Rendre compte des externalités : nouvel horizon de la communication corporate
Meyer et Kirby soulignent que l’entreprise a longtemps mis en avant la “transparence” comme principe de gouvernance, mais qu’elle s’en est en réalité rarement donné les moyens. Aussi perd-elle souvent du temps, de l’énergie et de l’argent à multiplier des initiatives désordonnées pour donner une image politiquement, socialement et écologiquement correcte, au lieu d’apporter rationnellement les preuves de sa transparence revendiquée.
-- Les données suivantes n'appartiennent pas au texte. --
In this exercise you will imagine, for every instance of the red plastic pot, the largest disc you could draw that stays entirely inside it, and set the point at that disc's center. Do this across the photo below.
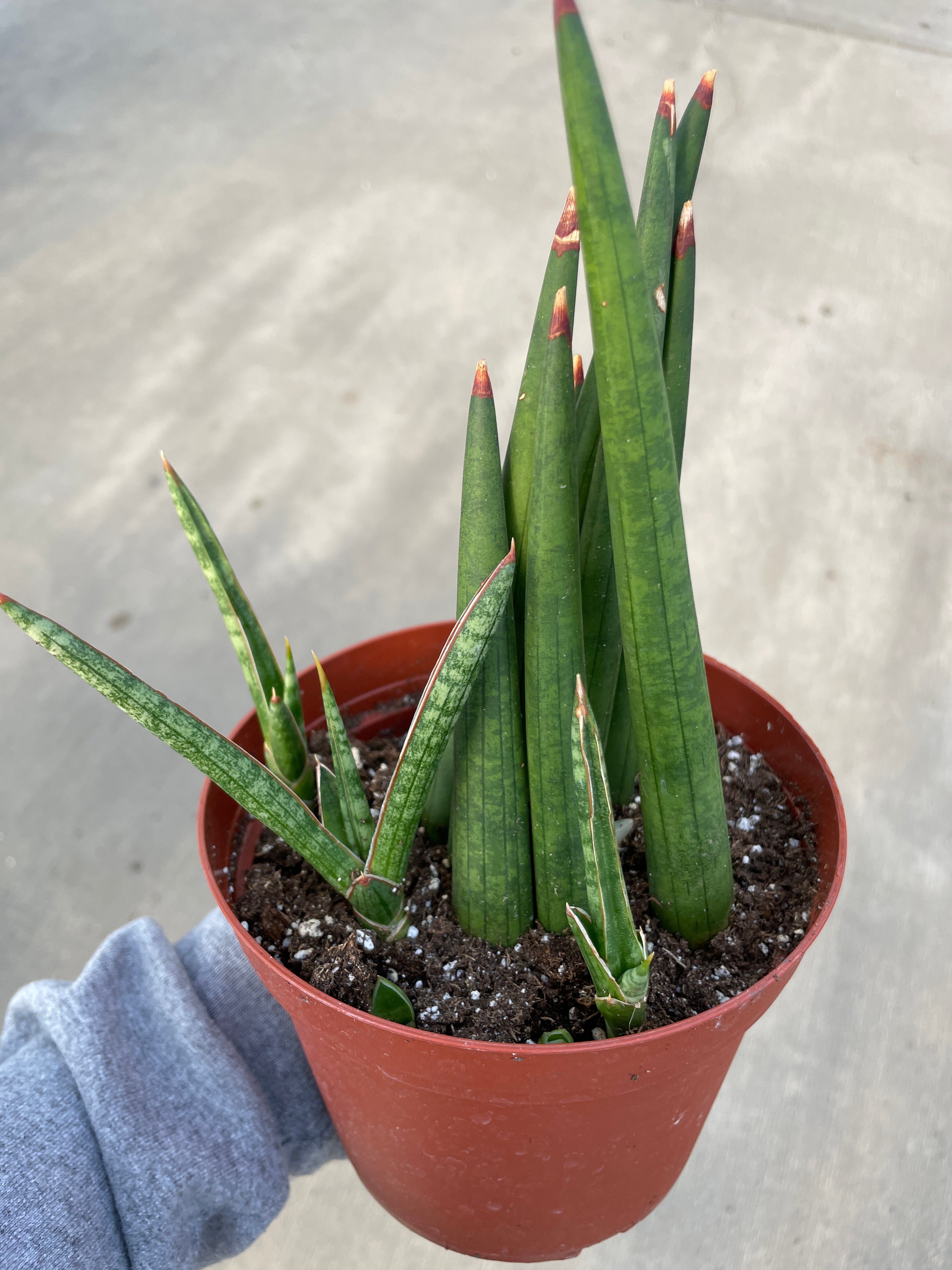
(518, 1154)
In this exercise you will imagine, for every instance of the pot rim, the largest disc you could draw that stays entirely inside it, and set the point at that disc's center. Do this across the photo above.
(711, 1018)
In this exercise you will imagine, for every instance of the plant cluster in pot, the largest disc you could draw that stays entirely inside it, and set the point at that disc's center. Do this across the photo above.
(573, 672)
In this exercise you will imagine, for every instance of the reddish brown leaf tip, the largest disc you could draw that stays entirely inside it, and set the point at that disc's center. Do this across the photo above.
(480, 385)
(686, 232)
(704, 93)
(567, 237)
(560, 317)
(666, 107)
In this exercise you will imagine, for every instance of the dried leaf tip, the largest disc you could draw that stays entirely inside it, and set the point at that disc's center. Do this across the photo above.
(686, 232)
(560, 318)
(480, 385)
(322, 676)
(560, 8)
(704, 93)
(567, 237)
(666, 107)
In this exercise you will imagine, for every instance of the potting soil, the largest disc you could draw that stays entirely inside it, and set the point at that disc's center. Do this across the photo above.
(462, 986)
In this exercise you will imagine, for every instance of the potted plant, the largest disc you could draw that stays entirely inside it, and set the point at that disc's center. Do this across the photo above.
(574, 668)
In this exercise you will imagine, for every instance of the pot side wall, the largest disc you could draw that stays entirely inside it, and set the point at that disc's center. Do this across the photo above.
(520, 1154)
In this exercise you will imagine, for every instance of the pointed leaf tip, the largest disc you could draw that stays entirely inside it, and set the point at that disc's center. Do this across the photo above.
(704, 93)
(560, 8)
(686, 232)
(666, 107)
(567, 235)
(480, 385)
(560, 318)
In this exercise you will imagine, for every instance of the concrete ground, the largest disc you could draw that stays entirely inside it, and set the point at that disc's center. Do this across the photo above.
(275, 241)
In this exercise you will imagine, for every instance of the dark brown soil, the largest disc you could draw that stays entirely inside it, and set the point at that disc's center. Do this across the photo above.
(462, 986)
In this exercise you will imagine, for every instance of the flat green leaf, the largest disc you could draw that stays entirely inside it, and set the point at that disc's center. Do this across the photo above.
(254, 652)
(353, 802)
(620, 1014)
(248, 781)
(612, 925)
(434, 719)
(604, 980)
(292, 690)
(390, 1001)
(329, 803)
(682, 798)
(439, 807)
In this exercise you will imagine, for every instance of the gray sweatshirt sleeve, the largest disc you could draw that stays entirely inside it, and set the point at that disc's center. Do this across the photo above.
(153, 1110)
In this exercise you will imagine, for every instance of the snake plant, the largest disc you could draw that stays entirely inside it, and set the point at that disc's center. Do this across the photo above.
(575, 618)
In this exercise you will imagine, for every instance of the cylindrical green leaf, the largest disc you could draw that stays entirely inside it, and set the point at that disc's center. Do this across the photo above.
(621, 755)
(490, 807)
(678, 336)
(329, 803)
(248, 781)
(292, 689)
(562, 272)
(432, 726)
(555, 649)
(655, 209)
(682, 798)
(587, 436)
(600, 601)
(254, 652)
(353, 802)
(690, 140)
(612, 928)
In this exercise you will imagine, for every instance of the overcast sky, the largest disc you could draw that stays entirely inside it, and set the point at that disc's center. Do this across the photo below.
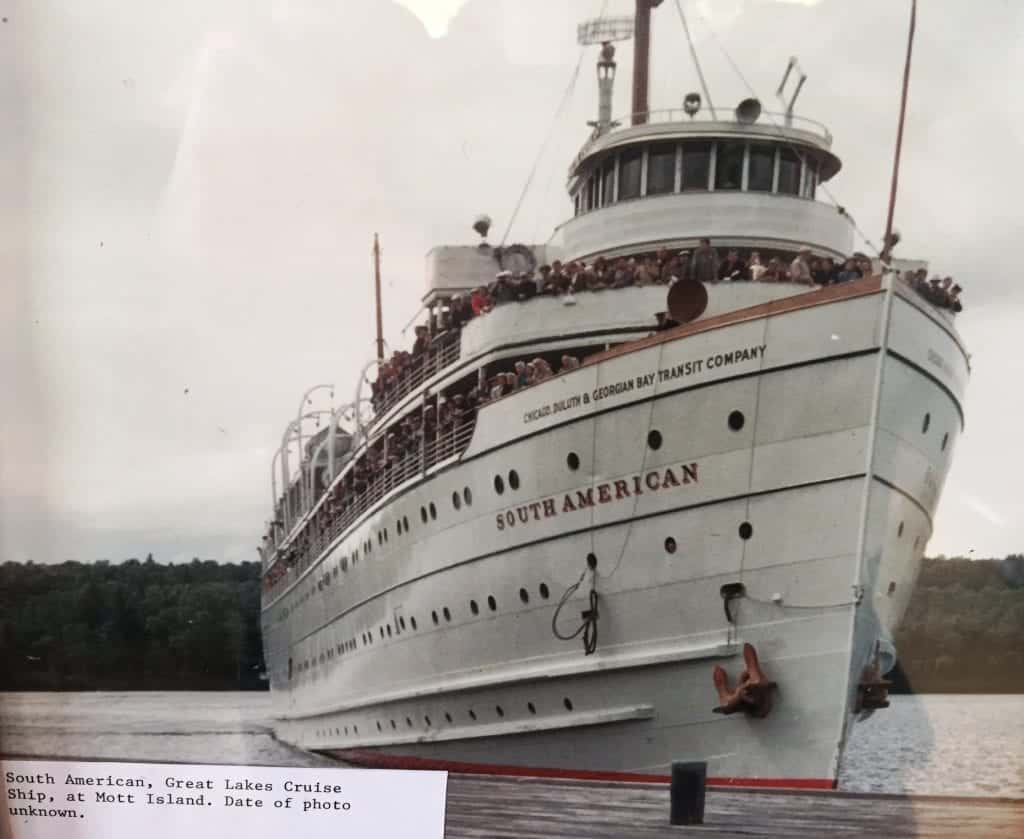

Selon les deux auteurs, cela passe par une révolution : admettre l’existence d’externalités, c’est-à-dire assumer les effets secondaires (positifs ou négatifs) d’une activité économique sur l’environnement, la santé, la qualité de vie ou tout autre facteur.

Pour Meyer et Kirby, les entreprises leaders de demain seront celles qui assumeront publiquement l’existence et la mesure de leurs externalités, en feront les bases du dialogue avec leurs parties prenantes, mettront au point des programmes d’internalisation des externalités négatives, orienteront leur politique de recherche et d’innovation dans l’objectif de les réduire ou de les faire disparaître.
 
La communication responsable comme laboratoire d’expérimentation ?
Cette prise de position de Meyer et Kirby rejoint dans une large mesure les conclusions de l’étude récemment publiée par le cabinet Inférences sur le discours corporate des entreprises sur le développement durable. En matière de communication, notre étude a en effet révélé que ce discours ne favorisait pas une lisibilité des enjeux sociaux et environnementaux de l’entreprise, et moins encore de la réponse qu’elle entendait y apporter. Non pas que l’entreprise fasse preuve de mauvaise volonté : les initiatives sont au contraire multiples, mais il manque avant tout une vision stratégique qui s’appuie sur un état des lieux précis et “transparent”, ainsi que sur un dialogue constant avec les parties prenantes.

Tant que cette mutation ne sera pas accomplie, on peut supposer que l’entreprise dépensera beaucoup d’argent pour des efforts qui ne seront pas toujours appréciés à leur juste valeur.

Référence : Meyer C., J. Kirby (2010), Leadership in the Age of Transparency, Harvard Business Review, avril.